Securely Exposing Vertex AI APIs using Cloud Run and Cloud Endpoints

Ankur Gautam
Google Cloud - Community
6 min readNov 3, 2023

This blog post describes how to expose a secure API connection to Vertex AI APIs by deploying a Cloud Endpoint on a Cloud Run instance.

We will interact with the Vertex AI API for PaLM 2 for text (text-bison) models. At the end, we will have a mechanism to expose an endpoint that is secured by an API key. For more information about the different PaLM APIs, please see here.

There are two ways to integrate with a Google Cloud API: first, by using Google-provided client libraries; and second, by making REST Service calls to HTTP endpoint published by Google.

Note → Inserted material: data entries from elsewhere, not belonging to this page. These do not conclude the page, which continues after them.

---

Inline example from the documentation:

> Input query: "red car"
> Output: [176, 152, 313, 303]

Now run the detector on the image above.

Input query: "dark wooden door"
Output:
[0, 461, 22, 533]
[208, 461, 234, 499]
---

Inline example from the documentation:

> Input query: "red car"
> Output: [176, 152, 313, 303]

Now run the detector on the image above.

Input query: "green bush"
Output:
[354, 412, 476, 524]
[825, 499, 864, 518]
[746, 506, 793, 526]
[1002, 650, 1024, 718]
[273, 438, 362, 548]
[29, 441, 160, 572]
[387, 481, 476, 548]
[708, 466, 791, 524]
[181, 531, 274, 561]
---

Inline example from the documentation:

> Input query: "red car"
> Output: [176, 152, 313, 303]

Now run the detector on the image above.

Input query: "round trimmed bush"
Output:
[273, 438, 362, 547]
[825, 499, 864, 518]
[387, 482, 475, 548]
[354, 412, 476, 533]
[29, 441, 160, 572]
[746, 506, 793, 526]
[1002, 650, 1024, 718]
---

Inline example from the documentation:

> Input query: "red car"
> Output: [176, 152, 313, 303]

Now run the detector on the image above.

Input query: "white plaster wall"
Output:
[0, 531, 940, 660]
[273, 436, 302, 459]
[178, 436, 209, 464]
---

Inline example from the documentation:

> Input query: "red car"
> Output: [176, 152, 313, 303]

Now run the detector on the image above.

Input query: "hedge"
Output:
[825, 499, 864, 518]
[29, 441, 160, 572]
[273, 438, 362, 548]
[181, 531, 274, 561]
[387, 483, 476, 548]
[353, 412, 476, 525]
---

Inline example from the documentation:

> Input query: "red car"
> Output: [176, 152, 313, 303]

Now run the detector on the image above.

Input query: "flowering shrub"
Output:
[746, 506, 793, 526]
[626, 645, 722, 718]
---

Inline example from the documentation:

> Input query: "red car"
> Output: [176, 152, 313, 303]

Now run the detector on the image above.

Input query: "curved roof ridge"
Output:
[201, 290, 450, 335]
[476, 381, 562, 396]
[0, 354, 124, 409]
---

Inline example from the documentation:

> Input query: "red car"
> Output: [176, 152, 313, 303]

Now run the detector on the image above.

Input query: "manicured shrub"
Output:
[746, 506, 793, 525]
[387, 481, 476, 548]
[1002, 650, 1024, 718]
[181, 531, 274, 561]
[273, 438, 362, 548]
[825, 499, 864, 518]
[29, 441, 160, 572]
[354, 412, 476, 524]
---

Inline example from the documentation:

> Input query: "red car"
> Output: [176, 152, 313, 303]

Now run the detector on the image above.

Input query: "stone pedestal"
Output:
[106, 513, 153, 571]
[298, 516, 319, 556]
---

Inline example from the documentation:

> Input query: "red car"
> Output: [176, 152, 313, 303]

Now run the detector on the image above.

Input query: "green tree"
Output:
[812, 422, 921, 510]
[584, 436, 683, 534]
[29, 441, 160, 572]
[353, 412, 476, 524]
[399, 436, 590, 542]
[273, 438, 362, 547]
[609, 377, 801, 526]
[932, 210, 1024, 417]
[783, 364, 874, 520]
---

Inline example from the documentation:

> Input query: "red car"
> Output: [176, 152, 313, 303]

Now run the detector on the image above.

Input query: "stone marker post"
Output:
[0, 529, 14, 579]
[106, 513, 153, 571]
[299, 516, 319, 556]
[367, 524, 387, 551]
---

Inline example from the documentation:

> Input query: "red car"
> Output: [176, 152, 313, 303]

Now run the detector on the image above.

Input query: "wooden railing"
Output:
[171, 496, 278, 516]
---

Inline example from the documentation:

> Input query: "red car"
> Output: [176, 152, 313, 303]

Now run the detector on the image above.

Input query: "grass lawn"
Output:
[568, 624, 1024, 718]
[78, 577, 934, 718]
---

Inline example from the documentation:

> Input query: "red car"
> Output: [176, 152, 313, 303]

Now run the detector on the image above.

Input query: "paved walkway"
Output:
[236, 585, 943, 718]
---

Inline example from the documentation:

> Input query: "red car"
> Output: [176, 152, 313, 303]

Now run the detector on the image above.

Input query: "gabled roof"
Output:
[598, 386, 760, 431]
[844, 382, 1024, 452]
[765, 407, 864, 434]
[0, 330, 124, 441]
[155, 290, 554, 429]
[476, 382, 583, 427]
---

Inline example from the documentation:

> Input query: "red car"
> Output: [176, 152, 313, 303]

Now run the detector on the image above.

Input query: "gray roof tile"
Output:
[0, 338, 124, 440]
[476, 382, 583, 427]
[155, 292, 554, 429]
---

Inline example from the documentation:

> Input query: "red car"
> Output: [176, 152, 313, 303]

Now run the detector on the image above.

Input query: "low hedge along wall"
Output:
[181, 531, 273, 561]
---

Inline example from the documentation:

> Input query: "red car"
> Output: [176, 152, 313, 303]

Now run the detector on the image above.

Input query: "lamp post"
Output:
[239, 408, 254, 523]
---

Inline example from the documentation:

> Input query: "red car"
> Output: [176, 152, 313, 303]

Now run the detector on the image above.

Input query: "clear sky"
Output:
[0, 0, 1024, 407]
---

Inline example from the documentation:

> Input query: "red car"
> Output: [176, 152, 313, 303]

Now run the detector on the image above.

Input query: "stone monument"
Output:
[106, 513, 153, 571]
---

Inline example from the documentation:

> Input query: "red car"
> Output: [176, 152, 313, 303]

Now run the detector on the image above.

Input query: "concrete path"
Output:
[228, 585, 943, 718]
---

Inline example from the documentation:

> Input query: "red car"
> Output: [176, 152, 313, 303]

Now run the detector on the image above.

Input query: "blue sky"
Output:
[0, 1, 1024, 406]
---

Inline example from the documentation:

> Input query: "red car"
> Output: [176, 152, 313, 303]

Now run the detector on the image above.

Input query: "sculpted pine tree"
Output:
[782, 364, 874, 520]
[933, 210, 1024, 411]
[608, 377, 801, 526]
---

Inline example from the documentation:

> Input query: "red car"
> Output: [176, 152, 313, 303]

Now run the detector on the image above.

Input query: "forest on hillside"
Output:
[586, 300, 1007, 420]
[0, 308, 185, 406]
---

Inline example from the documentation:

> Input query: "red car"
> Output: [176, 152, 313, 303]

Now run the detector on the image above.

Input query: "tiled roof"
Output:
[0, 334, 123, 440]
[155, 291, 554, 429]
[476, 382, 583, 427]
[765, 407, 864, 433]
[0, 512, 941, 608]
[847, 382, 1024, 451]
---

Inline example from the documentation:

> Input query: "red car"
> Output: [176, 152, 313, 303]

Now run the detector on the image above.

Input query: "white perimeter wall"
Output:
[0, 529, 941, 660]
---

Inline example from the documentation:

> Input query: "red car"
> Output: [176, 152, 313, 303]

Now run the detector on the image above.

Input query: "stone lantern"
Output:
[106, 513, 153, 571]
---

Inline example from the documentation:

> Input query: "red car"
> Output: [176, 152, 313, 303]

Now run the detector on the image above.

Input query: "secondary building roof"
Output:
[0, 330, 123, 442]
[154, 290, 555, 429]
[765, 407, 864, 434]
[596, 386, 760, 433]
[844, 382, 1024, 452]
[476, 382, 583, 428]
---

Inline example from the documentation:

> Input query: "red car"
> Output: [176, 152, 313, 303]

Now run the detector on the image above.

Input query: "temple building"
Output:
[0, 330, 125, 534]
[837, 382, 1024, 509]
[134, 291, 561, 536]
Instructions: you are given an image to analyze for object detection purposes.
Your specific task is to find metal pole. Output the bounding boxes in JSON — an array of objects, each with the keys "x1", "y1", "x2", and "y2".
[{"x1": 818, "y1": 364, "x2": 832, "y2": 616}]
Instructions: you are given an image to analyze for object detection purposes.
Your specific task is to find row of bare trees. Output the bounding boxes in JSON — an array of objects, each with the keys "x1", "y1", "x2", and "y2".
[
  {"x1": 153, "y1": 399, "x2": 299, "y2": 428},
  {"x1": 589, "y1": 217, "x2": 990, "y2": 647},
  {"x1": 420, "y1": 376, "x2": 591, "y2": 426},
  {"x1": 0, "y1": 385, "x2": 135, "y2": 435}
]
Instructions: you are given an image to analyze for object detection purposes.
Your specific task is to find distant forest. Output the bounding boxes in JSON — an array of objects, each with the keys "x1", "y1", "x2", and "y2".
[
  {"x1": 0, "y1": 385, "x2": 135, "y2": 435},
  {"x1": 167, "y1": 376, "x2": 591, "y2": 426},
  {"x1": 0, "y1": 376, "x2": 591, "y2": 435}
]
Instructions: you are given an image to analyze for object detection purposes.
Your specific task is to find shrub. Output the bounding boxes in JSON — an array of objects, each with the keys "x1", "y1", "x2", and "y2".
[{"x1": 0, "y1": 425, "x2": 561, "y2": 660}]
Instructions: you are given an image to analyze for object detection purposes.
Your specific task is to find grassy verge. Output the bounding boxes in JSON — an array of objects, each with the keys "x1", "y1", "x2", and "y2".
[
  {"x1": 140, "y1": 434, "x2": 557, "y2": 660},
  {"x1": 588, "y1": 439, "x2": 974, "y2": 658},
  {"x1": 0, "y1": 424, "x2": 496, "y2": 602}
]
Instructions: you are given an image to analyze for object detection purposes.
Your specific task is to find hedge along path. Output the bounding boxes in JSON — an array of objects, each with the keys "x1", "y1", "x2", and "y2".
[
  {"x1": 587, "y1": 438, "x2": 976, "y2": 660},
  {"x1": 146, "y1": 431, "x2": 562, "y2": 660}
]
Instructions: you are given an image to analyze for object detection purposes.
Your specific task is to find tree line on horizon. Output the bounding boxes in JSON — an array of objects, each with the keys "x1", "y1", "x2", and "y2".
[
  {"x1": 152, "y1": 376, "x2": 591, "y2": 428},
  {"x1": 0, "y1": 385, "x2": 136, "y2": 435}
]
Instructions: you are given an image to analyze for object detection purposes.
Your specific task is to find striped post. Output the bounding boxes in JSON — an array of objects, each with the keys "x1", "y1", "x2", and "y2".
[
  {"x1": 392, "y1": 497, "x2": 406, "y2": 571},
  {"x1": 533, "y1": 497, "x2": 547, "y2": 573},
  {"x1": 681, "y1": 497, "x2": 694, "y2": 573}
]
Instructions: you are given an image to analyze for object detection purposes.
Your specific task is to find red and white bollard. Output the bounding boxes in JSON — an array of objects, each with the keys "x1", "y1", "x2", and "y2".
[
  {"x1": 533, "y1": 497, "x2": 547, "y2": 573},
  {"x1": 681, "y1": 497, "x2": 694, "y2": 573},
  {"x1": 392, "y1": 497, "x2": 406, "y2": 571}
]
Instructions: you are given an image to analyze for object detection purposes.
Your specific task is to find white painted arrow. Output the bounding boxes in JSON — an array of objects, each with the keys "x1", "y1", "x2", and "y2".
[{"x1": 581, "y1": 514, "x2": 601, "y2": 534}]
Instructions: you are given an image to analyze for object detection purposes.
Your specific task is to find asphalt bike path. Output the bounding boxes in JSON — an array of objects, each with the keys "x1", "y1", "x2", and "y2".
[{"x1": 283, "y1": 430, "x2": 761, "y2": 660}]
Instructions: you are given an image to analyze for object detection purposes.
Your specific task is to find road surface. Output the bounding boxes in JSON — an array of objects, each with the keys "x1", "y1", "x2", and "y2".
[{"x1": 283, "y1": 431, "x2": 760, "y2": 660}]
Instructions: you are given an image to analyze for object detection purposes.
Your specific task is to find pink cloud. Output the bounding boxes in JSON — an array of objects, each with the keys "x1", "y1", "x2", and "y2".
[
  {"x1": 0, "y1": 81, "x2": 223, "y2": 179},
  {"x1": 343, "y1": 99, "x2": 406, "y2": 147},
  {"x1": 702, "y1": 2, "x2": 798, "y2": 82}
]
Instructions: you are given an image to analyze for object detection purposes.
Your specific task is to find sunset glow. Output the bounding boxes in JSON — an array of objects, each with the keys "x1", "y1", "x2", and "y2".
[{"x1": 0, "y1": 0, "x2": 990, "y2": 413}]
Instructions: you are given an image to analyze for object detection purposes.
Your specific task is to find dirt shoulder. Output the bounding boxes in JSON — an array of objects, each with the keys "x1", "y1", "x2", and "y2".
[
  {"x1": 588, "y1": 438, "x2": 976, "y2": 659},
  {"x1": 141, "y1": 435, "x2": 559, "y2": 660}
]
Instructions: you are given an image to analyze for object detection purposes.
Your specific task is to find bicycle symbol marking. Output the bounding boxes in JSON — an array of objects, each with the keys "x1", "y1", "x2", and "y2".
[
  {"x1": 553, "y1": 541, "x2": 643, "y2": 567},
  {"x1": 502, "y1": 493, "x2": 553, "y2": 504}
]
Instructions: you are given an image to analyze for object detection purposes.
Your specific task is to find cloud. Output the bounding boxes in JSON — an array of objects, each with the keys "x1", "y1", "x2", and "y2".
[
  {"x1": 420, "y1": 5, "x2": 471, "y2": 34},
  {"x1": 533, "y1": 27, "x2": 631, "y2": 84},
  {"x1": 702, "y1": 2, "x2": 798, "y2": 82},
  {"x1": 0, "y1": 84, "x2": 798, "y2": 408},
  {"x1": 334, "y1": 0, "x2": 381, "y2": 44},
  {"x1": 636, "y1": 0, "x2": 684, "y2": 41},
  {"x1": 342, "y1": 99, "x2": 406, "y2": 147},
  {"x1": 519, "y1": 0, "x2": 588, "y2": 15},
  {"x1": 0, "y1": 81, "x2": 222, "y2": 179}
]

For both implementations, the client application requires some form of authentication to connect with these services. Let’s explore both approaches.

Using Rest Service Endpoint

To authenticate while using a Rest Service Endpoint an Authentication Bearer Token in the header of JSON request.

curl -X POST -H "Authorization: Bearer <Token>"

Cloud Run instances expose a Metadata server that can be used to generate tokens for the runtime service account. A service account with permission to access PaLM AI API can be attached to the Cloud Run service.

Metadata server can be accessed using simple HTTP requests to the http://metadata.google.internal/ endpoint with the Metadata-Flavor: Google header. To read more about itvisit this link.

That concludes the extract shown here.